Welcoming a New Family of Superconductors
APRIL 3, 2008
A new family of superconductors has been discovered by an international research team lead by a group from Max Planck Institute for Chemistry, Germany, (M. Eremets, I, Trojan, S. Medvedev), and including researchers from University of Saskatchewan. This research could eventually lead to the design of better superconducting materials for a wide variety of industrial uses.
The team carried out their research using the 13-ID-D beamline at the Argonne Advanced Photon Source. Beamline 13-ID-D is operated by the GeoSoilEnviro group of the University of Chicago’s Center for Advanced Radiation Sources (GSECARS).
In an article published in the journal Science, the team notes that it has produced the first experimental proof that superconductivity can occur in hydrogen compounds known as molecular hydrides.
The Max Planck Institute group discovered superconductivity in the hydrogen compound silane and solved its structure, while the University of Saskatchewan group provided theoretical support of stoichiometry of the studied samples, by calculating of the Raman spectra.
“Our research in this area is aimed at improving the critical temperature for superconductivity so that new superconductors can be operated at higher temperatures. We showed that if you put hydrogen in a molecular compound and apply high pressure above one million atmospheres, you can get superconductivity. Validation of this hypothesis and understanding of the mechanism are initial steps for design of better superconducting materials,” say the authors.

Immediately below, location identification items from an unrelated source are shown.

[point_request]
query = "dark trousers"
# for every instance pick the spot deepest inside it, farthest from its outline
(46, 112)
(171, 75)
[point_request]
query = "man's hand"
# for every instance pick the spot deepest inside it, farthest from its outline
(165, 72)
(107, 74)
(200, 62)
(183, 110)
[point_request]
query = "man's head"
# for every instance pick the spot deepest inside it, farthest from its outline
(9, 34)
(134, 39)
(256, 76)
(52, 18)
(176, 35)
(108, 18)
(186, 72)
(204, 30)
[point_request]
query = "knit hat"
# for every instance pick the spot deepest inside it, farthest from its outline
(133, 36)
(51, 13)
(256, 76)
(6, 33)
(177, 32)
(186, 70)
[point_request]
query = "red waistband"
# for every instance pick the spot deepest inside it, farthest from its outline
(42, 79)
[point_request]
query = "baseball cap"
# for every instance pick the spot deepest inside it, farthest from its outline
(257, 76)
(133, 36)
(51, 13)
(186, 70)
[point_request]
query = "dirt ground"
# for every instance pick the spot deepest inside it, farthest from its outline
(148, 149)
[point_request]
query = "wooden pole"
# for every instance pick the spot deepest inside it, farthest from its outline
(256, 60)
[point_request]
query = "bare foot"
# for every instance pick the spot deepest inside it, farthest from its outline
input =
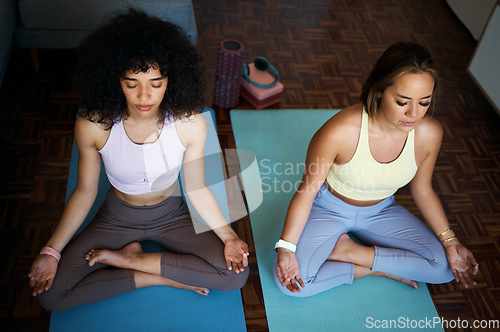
(412, 283)
(118, 258)
(346, 250)
(343, 248)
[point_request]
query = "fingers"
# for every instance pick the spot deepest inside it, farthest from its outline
(245, 259)
(299, 279)
(289, 281)
(468, 279)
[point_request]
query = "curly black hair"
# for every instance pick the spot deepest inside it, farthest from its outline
(135, 41)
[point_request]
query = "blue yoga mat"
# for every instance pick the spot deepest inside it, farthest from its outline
(157, 308)
(279, 139)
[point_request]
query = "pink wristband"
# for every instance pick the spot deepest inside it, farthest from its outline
(51, 252)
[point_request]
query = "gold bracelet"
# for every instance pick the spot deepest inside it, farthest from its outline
(443, 233)
(451, 238)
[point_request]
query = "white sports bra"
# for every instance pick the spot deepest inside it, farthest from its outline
(136, 169)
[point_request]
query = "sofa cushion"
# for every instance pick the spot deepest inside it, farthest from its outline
(89, 14)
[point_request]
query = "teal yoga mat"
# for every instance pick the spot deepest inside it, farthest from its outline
(156, 308)
(279, 139)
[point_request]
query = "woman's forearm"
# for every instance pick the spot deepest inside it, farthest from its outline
(209, 210)
(73, 215)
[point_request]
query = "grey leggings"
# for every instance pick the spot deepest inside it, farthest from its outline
(193, 259)
(404, 245)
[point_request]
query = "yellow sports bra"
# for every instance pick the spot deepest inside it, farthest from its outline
(365, 179)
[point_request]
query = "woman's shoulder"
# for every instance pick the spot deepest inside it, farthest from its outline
(190, 127)
(345, 122)
(429, 129)
(90, 129)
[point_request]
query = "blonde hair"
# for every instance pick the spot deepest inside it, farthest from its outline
(399, 59)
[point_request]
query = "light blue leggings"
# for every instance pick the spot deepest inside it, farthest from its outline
(404, 245)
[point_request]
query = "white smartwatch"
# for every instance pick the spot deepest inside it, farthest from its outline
(286, 245)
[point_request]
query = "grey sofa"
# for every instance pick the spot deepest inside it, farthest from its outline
(35, 24)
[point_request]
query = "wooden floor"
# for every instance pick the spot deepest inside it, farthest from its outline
(323, 51)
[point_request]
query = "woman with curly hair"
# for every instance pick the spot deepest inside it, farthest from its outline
(142, 83)
(355, 163)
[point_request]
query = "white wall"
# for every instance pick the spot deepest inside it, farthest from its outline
(485, 64)
(473, 13)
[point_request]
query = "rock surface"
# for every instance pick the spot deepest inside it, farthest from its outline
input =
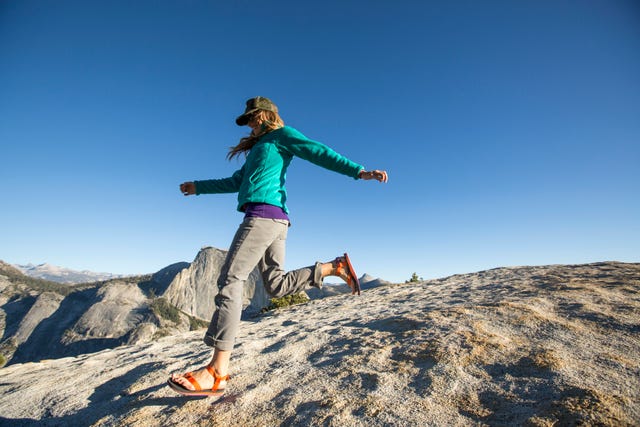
(194, 288)
(541, 346)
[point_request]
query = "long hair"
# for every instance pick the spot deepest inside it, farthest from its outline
(269, 121)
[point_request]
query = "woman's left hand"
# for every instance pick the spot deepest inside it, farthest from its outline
(378, 175)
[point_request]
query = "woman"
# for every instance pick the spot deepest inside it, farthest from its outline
(260, 239)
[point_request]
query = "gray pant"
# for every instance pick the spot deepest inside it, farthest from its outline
(258, 242)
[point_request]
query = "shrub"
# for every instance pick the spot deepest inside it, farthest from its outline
(300, 298)
(195, 323)
(414, 279)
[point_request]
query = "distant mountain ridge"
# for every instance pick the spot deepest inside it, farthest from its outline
(64, 275)
(45, 319)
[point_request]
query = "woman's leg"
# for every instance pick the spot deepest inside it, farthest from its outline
(251, 241)
(279, 284)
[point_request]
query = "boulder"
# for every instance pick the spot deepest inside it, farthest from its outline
(194, 288)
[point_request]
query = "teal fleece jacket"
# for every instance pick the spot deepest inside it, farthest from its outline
(262, 177)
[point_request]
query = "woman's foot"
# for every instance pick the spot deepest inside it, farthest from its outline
(341, 267)
(203, 382)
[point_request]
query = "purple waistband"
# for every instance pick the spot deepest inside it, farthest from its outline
(263, 210)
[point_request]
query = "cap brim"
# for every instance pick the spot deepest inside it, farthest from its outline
(244, 119)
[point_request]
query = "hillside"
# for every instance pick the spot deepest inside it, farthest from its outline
(41, 319)
(541, 346)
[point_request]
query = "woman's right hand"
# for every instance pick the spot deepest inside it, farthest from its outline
(188, 188)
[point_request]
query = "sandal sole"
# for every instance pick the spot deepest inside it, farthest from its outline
(353, 274)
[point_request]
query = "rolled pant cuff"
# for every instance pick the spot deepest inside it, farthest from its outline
(317, 276)
(219, 345)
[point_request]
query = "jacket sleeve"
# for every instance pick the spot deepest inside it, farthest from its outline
(317, 153)
(224, 185)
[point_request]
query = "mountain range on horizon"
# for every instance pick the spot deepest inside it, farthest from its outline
(45, 319)
(64, 275)
(533, 345)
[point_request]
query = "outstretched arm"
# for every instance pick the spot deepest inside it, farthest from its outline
(378, 175)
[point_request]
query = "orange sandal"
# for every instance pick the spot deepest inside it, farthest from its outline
(344, 268)
(214, 391)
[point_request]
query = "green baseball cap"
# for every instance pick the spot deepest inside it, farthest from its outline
(253, 105)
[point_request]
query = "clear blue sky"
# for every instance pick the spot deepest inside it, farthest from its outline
(510, 129)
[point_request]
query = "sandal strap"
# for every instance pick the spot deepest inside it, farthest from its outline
(218, 378)
(189, 376)
(341, 266)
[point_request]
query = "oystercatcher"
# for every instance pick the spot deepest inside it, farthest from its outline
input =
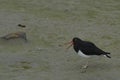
(15, 35)
(87, 49)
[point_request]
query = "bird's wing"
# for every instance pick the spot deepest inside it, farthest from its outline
(91, 49)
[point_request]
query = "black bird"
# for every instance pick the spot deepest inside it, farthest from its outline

It has long been hypothesized that hydrogen, the simplest of the elements, may have superconductive properties if it is compressed into a very dense solid form. Though many researchers have tried using pure hydrogen, they have not been able to achieve the necessary hydrogen density because very high static pressures are required. Instead of using pure hydrogen, the authors compressed hydrogen-rich molecules (hydrides). They were able to reach the necessary density of hydrogen at much lower pressure than with pure hydrogen due to “chemical precompression” of hydrogen by silicon atoms proposed by Prof. N. Ashcroft. This achievement will lead to greater understanding on the fundamental nature of superconductivity.